Cascavel

Personal information
- Full name: Guilherme Capra Bacinello
- Date of birth: 3 October 1986 (age 39)
- Place of birth: Guimarães, Portugal
- Height: 1.84 m (6 ft 1⁄2 in)
- Position: Striker

Youth career
- 2003–2005: Vitória Guimarães

Senior career*
- Years: Team / Apps / (Gls)
- 2005–2006: Vitória Guimarães / 0 / (0)
- 2005–2006: → Torcatense (loan) / 25 / (5)
- 2006: Bragança / 11 / (4)
- 2007: Vila Meã / 14 / (9)
- 2007–2009: Trofense / 4 / (0)
- 2008: → Moreirense (loan) / 15 / (9)
- 2008–2009: → Freamunde (loan) / 19 / (8)
- 2009–2010: Freamunde / 23 / (11)
- 2010–2011: Penafiel / 25 / (6)
- 2011–2012: AEP / 13 / (4)
- Total:  / 149 / (56)

= Cascavel (footballer) =

Portuguese footballer

Guilherme Capra Bacinello (born 3 October 1986), commonly known as Cascavel, is a Portuguese former professional footballer who played as a striker.

==Club career==
A product of hometown Vitória de Guimarães's youth system, Guimarães-born Cascavel made his senior debut with G.D. União Torcatense in the third division, on loan. During his spell at the neighbouring side, he was involved in a lawsuit concerning the acquisition of his Portuguese nationality after his alleged irregular use in three matches. His team was relegated at the end of the season after ranking last, and his parent club also released him, with the player going on to resume his career in the same tier.

Cascavel signed with C.D. Trofense of the Segunda Liga ahead of the 2007–08 campaign, appearing rarely (only six competitive matches) as they achieved a first-ever Primeira Liga promotion.
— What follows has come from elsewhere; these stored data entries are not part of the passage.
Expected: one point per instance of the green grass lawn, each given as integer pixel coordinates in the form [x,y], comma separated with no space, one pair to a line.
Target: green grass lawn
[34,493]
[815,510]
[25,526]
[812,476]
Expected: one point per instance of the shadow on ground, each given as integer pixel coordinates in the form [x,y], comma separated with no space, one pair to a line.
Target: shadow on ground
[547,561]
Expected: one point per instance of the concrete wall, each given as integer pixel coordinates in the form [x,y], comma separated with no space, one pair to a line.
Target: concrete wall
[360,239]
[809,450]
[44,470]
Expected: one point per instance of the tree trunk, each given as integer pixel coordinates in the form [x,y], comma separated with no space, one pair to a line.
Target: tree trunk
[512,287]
In January 2008, he returned to division three and joined Moreirense F.C. on loan.

On 3 August 2009, having already served a loan spell with the club, Cascavel moved to S.C. Freamunde on a permanent basis. He ranked fifth in the scoring charts, as they narrowly escaped relegation from the second division.
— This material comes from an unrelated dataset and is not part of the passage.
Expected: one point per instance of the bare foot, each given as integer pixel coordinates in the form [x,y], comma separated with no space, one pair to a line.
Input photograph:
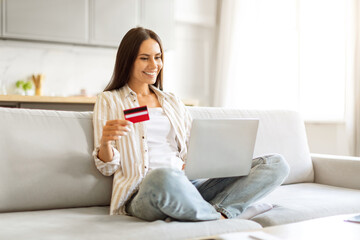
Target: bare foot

For 2010–11, Cascavel continued in the second tier, signing a one-year deal with F.C. Penafiel. In June 2011 he moved to Cyprus with AEP Paphos FC but, on 10 January of the following year, his contract was terminated by mutual consent.

==Personal life==
Cascavel's father, Paulo Roberto, also nicknamed Cascavel, was also a footballer and a striker. He too played several seasons in Portugal, most notably with Guimarães and Sporting CP.